In November, MySpace, for the first time, surpassed even Yahoo in the number of Web pages visited by U.S. Internet users, according to comScore Media Metrix, which recorded 38.7 billion page views for MySpace as opposed to 38.05 billion for Yahoo.The most amazing aspect of MySpace is that the site continues to thrive despite these frequent errors that annoy users.The bad news is that MySpace reached this point so fast, just three years after its official launch in November 2003, that it has been forced to address problems of extreme scalability that only a few other organizations have had to tackle.

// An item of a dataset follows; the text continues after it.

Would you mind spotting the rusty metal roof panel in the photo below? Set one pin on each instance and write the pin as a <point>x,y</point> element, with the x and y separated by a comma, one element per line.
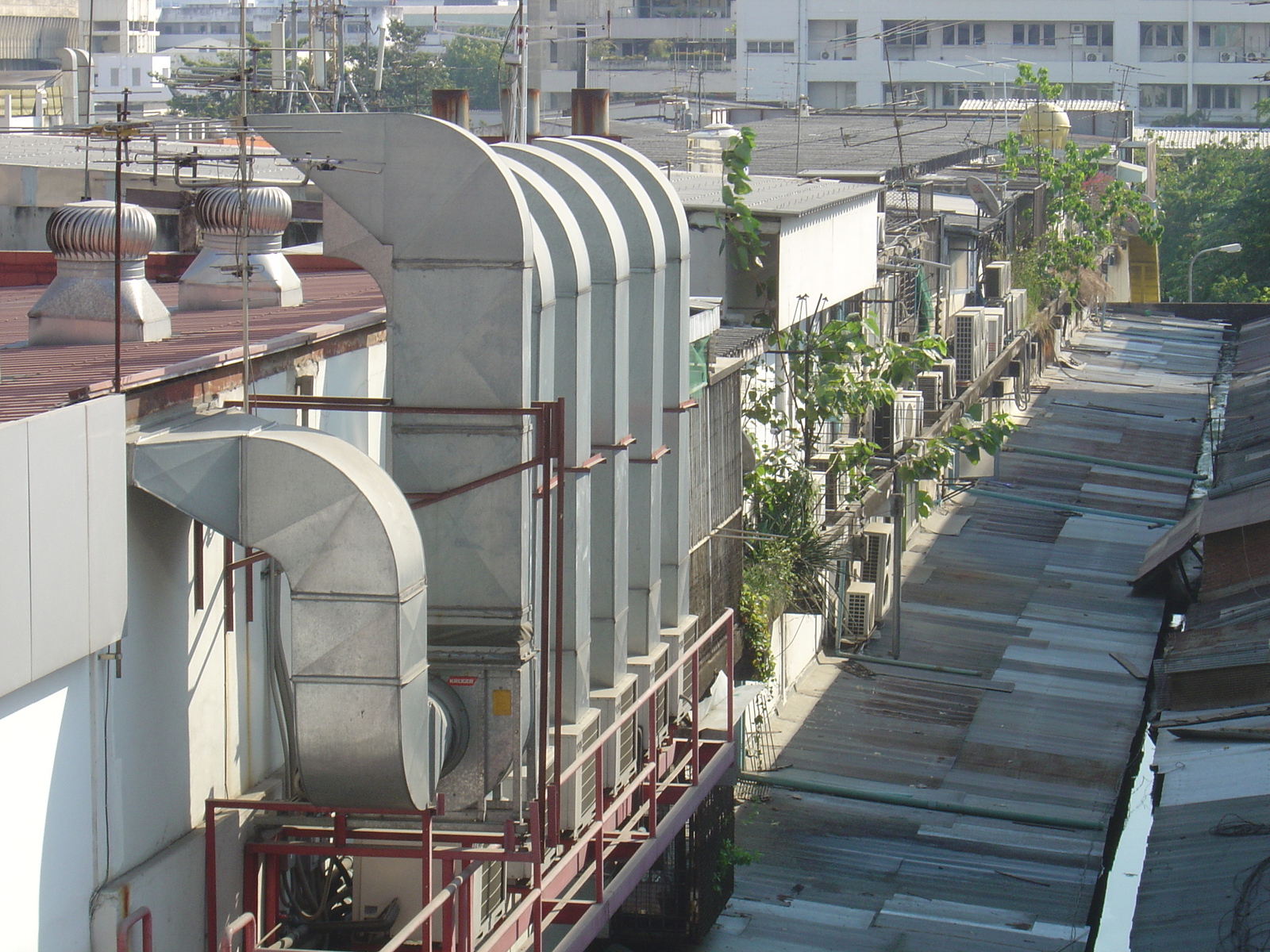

The result has been periodic overloads on MySpace's Web servers and database, with MySpace users frequently seeing a Web page headlined "Unexpected Error" and other pages that apologize for various functions of the Web site being offline for maintenance. And that's why Drew and other MySpace members who can't send or view messages, update their profiles or perform other routine tasks pepper MySpace forums with complaints.
These days, MySpace seems to be perpetually overloaded, according to Shawn White, director of outside operations for the Keynote Systems performance monitoring service. "It's not uncommon, on any particular day, to see 20% errors logging into the MySpace site, and we've seen it as high as 30% or even 40% from some locations," he says. "Compare that to what you would expect from Yahoo or Salesforce.com, or other sites that are used for commercial purposes, and it would be unacceptable." On an average day, he sees something more like a 1% error rate from other major Web sites.
Commenting on the Baseline story Tim Anderson calls MySpace's growth a "ragged evolution, and sounds more like a desperate attempt to keep pace than smooth upscaling." Larry Dignan has a post discussing the article called, "MySpace: IT on a wing and a Microsoft prayer." It's a Microsoft prayer because most of the technologies MySpace is using are Microsoft products. Dignan says, "MySpace's site is running on Windows 2003 for servers, .Net as a platform and SQL Server 2005."
MySpace doesn't have the most attractive profiles and they have grown too fast to be able implement an organized growth plan but somehow the site is still expanding.